Fainaru-Wada—a Northwestern University graduate who broke the BALCO steroid story in 2003 while with the San Francisco Chronicle—says he came away with a better sense of what the country is going through.
“The obvious thing is the unemployment is staggering,” Fainaru-Wada said. “Until you go and see it—and obviously you live there—it’s hard to get a real understanding on how dramatic an impact it has on people on the ground level.
“One of the most staggering things is the number of businesses impacted,” Fainaru-Wada said. “And that’s beyond those such as Lear and LSI and those others connected to GM. Just regular businesses such as child care and supermarkets. You don’t realize the trickle-down effect.”
Fainaru-Wada and Berko did three pieces. One is on the Beloit Snappers, another on Beloit youth baseball and another on the efforts to raise money for the Janesville youth baseball complex.

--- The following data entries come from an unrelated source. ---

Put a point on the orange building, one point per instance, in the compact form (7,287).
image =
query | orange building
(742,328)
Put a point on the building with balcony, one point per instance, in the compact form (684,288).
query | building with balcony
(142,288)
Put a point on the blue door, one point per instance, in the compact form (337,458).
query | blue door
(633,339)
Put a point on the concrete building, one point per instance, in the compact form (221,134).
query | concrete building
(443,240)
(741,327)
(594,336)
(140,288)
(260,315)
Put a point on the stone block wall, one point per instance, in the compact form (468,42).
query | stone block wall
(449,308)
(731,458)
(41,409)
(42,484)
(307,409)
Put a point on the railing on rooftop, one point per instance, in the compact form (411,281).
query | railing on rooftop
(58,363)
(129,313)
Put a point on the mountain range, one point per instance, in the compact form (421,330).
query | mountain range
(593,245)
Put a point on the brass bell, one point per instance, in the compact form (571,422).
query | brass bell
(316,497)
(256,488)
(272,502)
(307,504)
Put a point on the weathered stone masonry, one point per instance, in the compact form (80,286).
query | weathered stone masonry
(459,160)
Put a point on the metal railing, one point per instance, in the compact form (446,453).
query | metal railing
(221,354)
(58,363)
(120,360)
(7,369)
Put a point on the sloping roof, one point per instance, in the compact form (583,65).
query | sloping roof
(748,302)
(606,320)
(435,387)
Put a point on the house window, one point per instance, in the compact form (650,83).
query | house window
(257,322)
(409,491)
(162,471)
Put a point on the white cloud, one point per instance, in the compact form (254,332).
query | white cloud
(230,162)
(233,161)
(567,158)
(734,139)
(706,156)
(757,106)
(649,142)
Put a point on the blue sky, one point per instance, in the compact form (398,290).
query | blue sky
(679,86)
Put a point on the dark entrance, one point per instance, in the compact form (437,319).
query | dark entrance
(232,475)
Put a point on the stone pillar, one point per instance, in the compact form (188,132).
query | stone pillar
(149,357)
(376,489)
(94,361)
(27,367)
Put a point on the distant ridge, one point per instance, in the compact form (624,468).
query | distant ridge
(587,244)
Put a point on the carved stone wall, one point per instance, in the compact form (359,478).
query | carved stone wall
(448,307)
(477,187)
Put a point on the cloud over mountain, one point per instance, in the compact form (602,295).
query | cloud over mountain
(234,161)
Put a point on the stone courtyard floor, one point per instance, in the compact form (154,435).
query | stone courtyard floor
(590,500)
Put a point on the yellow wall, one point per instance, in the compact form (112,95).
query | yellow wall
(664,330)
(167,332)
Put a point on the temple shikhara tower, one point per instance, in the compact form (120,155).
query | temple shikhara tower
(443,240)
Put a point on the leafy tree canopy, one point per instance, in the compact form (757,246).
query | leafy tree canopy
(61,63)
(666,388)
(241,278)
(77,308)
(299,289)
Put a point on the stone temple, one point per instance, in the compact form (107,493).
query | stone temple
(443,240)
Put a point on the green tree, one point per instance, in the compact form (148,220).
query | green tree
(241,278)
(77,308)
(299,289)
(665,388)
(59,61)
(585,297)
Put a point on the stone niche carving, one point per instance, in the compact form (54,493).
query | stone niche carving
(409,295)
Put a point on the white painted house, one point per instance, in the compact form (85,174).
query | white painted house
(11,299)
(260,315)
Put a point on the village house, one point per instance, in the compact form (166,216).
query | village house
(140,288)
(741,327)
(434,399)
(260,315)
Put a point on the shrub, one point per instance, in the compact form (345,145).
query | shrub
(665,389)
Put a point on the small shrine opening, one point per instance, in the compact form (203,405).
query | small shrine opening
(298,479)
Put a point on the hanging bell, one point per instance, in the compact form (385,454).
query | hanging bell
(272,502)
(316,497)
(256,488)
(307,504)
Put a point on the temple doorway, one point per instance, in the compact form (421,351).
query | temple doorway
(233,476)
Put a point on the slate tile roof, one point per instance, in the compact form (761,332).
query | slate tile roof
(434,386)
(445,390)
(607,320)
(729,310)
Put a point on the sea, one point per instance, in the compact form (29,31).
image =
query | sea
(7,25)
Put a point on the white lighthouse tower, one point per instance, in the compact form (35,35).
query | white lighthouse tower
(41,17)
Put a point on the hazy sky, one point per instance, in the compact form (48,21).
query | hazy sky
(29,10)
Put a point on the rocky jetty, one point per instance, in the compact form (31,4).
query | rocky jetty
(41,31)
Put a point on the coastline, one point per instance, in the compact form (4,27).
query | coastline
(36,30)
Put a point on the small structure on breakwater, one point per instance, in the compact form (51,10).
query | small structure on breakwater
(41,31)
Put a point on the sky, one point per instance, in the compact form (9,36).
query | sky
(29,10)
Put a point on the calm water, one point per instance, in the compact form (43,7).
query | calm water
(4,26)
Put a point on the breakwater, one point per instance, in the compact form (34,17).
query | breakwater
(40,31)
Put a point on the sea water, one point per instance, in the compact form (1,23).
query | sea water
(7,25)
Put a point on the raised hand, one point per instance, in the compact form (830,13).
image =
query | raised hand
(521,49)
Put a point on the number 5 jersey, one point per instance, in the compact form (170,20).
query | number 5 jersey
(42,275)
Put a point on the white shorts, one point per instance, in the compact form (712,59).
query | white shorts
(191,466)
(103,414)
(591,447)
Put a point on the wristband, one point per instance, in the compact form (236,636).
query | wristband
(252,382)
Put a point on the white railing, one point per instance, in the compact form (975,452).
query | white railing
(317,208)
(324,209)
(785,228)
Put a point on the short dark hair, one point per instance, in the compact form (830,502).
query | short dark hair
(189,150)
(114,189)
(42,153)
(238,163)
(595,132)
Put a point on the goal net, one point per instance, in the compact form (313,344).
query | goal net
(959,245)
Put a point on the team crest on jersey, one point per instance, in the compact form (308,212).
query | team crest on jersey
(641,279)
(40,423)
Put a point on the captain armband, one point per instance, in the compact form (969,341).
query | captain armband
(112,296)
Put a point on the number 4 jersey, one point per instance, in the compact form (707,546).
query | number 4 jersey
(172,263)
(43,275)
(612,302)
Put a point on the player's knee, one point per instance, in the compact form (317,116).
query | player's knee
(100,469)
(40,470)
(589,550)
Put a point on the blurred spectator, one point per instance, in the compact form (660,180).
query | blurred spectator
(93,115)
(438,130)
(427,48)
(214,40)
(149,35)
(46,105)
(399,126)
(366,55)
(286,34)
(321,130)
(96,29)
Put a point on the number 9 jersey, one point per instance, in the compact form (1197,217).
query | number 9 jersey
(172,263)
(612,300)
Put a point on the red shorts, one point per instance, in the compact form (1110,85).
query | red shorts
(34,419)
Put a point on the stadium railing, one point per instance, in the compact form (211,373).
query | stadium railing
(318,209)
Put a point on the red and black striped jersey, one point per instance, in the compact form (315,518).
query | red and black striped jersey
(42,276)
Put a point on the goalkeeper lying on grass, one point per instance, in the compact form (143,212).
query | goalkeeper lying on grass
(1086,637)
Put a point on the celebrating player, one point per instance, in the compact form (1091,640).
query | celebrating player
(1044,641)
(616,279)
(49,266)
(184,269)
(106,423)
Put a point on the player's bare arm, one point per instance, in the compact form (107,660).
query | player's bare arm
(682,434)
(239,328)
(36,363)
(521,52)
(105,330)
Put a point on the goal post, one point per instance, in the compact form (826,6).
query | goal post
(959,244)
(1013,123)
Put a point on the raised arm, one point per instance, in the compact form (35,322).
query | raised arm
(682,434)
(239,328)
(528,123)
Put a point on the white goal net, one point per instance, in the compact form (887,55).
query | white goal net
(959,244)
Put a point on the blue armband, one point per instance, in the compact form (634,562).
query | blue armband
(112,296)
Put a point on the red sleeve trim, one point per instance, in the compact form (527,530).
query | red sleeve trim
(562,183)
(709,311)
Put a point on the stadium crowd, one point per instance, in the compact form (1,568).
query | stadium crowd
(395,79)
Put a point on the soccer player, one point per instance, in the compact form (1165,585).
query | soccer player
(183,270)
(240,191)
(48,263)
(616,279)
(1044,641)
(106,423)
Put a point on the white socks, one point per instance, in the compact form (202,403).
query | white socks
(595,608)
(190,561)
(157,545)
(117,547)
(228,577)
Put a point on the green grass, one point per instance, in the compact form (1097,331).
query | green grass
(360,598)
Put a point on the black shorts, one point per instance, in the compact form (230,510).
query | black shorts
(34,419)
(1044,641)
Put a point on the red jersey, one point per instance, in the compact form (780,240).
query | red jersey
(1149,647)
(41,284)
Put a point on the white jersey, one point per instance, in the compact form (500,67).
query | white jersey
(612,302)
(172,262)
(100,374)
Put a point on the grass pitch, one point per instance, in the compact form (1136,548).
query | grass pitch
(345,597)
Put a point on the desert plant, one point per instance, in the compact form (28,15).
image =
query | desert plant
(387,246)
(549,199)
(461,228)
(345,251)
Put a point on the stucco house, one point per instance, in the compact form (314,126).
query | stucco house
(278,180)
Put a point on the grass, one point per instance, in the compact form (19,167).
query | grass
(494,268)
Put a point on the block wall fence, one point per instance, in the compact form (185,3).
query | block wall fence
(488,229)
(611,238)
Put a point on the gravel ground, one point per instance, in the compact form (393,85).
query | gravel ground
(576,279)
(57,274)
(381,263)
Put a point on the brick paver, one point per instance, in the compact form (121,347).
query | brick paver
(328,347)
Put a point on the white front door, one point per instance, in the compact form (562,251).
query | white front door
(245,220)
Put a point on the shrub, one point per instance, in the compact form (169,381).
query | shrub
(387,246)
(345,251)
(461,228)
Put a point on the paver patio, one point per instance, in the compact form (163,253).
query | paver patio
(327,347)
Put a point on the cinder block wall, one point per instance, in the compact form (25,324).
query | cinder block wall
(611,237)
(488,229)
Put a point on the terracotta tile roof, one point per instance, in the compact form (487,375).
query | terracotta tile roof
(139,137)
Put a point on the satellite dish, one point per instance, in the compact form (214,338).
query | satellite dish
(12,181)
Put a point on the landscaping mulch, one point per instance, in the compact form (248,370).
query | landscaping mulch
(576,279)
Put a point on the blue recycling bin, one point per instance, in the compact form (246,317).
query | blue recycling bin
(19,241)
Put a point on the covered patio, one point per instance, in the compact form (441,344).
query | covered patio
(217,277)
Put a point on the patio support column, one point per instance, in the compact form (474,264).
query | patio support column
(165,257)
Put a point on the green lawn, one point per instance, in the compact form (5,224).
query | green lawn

“I was really struck by the resilience and determination of people, particularly those in youth sports, to keep their kids playing,” said Fainaru-Wada. “Folks that have lost their jobs and are struggling.”
The Beloit youth baseball piece features Gary and Michelle Hill, who have three school-age boys who enjoy sports. Gary lost his job as an air conditioning technician about a year ago. His company’s top client was GM.
Michelle works as the finance director of Girls Scouts of Wisconsin Badgerland Council.
With league costs and traveling fees, the Hills spent between $1,500 and $2,000 a year on baseball for their boys.
The Hills say they use baseball as a carrot for their children, such as bad grades, no baseball.
Michelle told Fainaru-Wada: “These are experiences that they are only going to be experiencing once, and I want to be able to provide that for them. So if I have to put up a pop-up tent in the back yard here and become homeless, then that’s what I am going to do.”
The Snappers might be one entity that won’t see a dramatic change due to the recession.
“Minor-league baseball is an affordable outlet when people find disposable income diminishing,” Fainaru-Wada said. “Minor-league baseball seems to be thriving. Snapper attendance is even up a bit.”
What is hurting the Snappers is the reduction in sponsors. Businesses able to pay for signs and other advertising are down.
“One of the things we found interesting was the ownership structure there,” Fainaru-Wada said. “The team is owned by the whole town.
“That’s a cool thing in many ways and could help keep them going,” Fainaru-Wada said. “They’re not under the pressures that perhaps they would be if it was owned by an individual.”
The OTL piece on the funding for the youth baseball complex centers on the loss of UAW Local 95 donations.
Fainaru-Wada talked with Andy Richardson, the president of the Local 95. Richardson said in 2007, UAW Local 95 gave $9,104 to area youth teams. Last year, it was $7,855.
This year?
“Nothing,” Richardson told Fainaru-Wada.
But the bottom line is that people here are finding ways to overcome the 14.7 percent unemployment rate in Janesville, and 17.4 percent rate in Beloit.
That is one of the reasons the local piece will cap off a week-long series that includes looking at professional players’ salaries, downsizing of pro teams, the effects on college athletic programs and new ways teams and leagues are using to produce revenue streams.
This is grass root.
“We think it will be the most uplifting to viewers,” Fainaru-Wada said.